Some of my best moments have been in this town. But also, some of my hardest.
Isn’t that the way it goes? The joy and pain are always intermingled. It’s impossible to separate them – the laughter and the tears – because life cannot be compartmentalized like a preschooler’s cubby wall. There is always something difficult to deal with – and there is always something to be thankful for.
It occurred to me the other night – Nashville did not fix me. I didn’t realize that I had the expectation that it would – not until my mom got cancer and all of a sudden I am leaving this town as big a tangled mess as I have ever been. Nashville did not heal those wounded places deep inside me, didn’t fulfill those dreams and unidentified desires that I’ve always had, didn’t make me cooler or smarter or prettier or more at peace.

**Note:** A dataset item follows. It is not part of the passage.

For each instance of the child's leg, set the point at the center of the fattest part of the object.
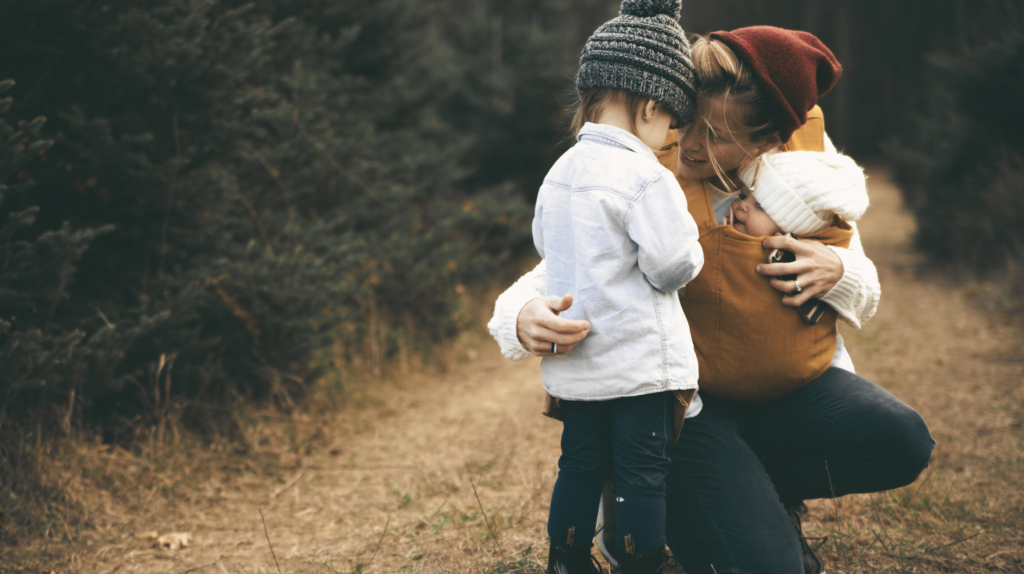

I cried to my dad a couple of nights ago, telling him that as I prepare to leave, I feel an unexpected sense of disappointment. It surprised me. I didn’t know I felt disappointed – but I do. I definitely do. Nashville didn’t fix me; in fact, in some ways, it ripped those wounds open even wider.
I’ll be honest: I am a wreck these days – a bona fide disaster. If you don’t think so, that’s because you don’t know me – or because I’m a seriously good faker.
But the people that do know? They make up the biggest part of why I will always and forever be grateful for my time spent in Nashville. They have not fixed me – but they have put an arm around me. The “fingerprints of God,” my dad called them.
We are all weak. But it’s better to know that we are.